Fueled by spice-seeking Americans, Korean cuisine is hot

When chef Hooni Kim opened his Korean-inspired restaurant Danji in New York City nearly five years ago, he made sure to couch the cuisine’s bold, funky flavors in familiar items: sliders filled with the marinated beef called “bulgogi,” for example, and chicken wings glazed with garlic, honey and sesame seeds.

“I wanted to deliver the flavors in a non-exotic way,” says Kim, who was born in Korea and moved to the U.S. when he was 10. “This was the way to get the non-Korean eaters in to try these flavors. That was my one and only chance to win them over.”
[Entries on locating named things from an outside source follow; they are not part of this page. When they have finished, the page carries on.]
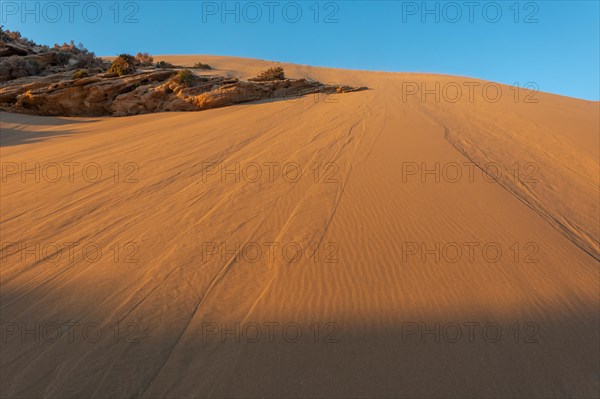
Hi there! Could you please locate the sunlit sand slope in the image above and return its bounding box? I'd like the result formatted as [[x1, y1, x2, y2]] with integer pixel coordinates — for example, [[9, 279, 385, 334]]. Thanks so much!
[[0, 56, 600, 398]]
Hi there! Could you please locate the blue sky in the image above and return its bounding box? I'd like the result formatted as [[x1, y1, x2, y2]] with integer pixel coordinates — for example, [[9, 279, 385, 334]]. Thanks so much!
[[0, 0, 600, 100]]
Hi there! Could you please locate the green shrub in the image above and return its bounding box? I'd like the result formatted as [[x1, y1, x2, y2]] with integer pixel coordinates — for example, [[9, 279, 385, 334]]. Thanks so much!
[[135, 53, 154, 66], [250, 67, 285, 82], [108, 54, 136, 76], [194, 62, 212, 71], [156, 61, 175, 68], [73, 69, 90, 80], [173, 69, 196, 87]]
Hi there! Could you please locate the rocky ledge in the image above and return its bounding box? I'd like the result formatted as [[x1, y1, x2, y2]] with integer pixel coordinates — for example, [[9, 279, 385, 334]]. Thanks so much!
[[0, 69, 365, 116], [0, 28, 366, 116]]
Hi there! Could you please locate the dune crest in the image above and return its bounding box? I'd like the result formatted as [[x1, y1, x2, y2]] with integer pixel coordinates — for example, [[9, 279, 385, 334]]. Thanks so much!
[[0, 56, 600, 398]]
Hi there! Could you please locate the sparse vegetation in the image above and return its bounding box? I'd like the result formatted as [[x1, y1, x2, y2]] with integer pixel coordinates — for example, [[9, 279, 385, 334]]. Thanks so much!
[[250, 67, 285, 82], [108, 54, 136, 76], [194, 62, 212, 71], [156, 61, 175, 68], [173, 69, 196, 87], [135, 53, 154, 66], [73, 69, 90, 80]]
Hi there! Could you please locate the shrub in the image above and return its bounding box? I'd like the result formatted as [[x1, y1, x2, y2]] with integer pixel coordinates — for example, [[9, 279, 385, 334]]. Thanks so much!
[[73, 69, 90, 80], [250, 67, 285, 82], [156, 61, 175, 68], [173, 69, 196, 87], [194, 62, 212, 71], [108, 54, 136, 76], [135, 53, 154, 66]]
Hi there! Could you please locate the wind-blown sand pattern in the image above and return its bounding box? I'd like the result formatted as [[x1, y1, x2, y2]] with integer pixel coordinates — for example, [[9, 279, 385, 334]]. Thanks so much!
[[0, 56, 600, 398]]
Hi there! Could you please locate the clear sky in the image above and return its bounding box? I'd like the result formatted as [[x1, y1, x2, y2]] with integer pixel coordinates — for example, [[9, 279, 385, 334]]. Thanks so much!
[[0, 0, 600, 100]]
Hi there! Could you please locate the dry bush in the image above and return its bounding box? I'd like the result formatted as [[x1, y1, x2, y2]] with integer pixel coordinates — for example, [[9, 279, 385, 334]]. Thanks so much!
[[249, 67, 285, 82]]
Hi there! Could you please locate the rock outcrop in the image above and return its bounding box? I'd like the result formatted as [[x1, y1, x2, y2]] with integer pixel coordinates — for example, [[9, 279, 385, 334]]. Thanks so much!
[[0, 27, 366, 116]]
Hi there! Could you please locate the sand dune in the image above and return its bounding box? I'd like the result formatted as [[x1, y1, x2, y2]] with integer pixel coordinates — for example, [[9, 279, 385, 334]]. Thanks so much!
[[0, 56, 600, 398]]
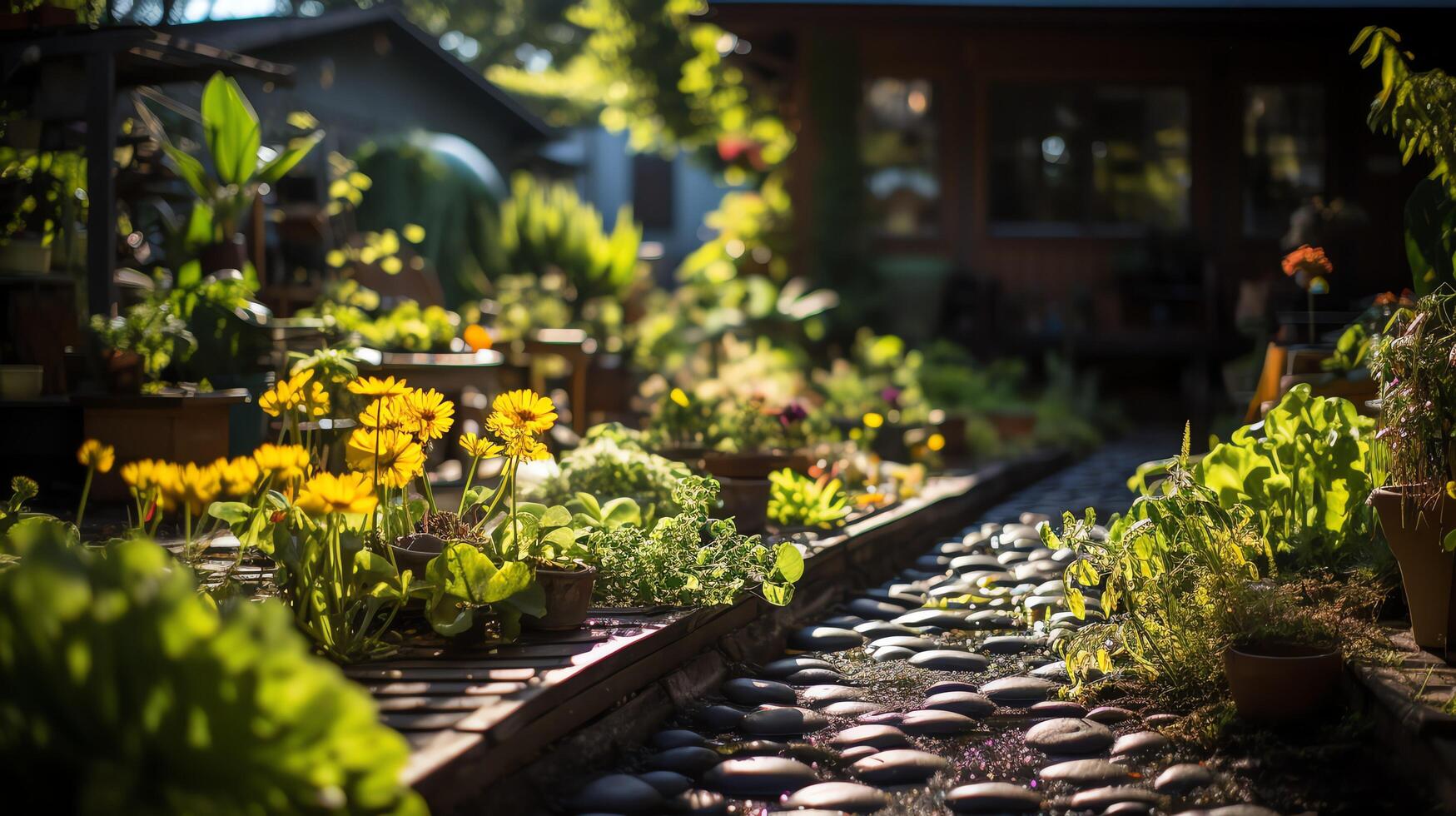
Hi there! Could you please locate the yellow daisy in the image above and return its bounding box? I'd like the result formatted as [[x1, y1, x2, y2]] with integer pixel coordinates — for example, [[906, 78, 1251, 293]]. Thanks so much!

But Kim’s not sure he’d have to use such artifice today. Characterized by tangy fermented vegetables and rich blends of sweet, salt and spice, Korean food was anointed as the new “it” cuisine by industry experts as early as 2012. Since then, a growing fascination with fermentation, the perennial quest for spice, and expert adaptation by trained chefs has nudged Korean food closer to the American mainstream. Major chain restaurants such as Bennigan’s and TGI Friday’s have offered items such as Korean barbecue burgers and Korean tacos, a mash-up of Asian flavors in Mexican format.

Despite that, if numbers and attitudes are anything to go on, Korean food isn’t the new Chinese – yet.

“You’ve got your entry point, that’s the barbecue experience and tacos,” says Matt Rodbard, co-author of the upcoming book, Koreatown: A Cookbook. “Those are the gateway drugs of Korean food ... But there’s so much more going on.”

Mentions of the word “Korean” on chain restaurant menus have blipped up 2 percent in the last year, according to Chicago-based food industry consulting firm Technomic. Mentions of kimchee, the spicy pickled cabbage dish, have done slightly better, rising 7.5 percent. Still, a National Restaurant Association study of ethnic cuisines to be released in August found that while 61 percent of Americans say they eat Italian food at least once a month, only 4 percent say the same about Korean food. Overall, 50 percent of survey respondents said they’re not at all familiar with Korean food.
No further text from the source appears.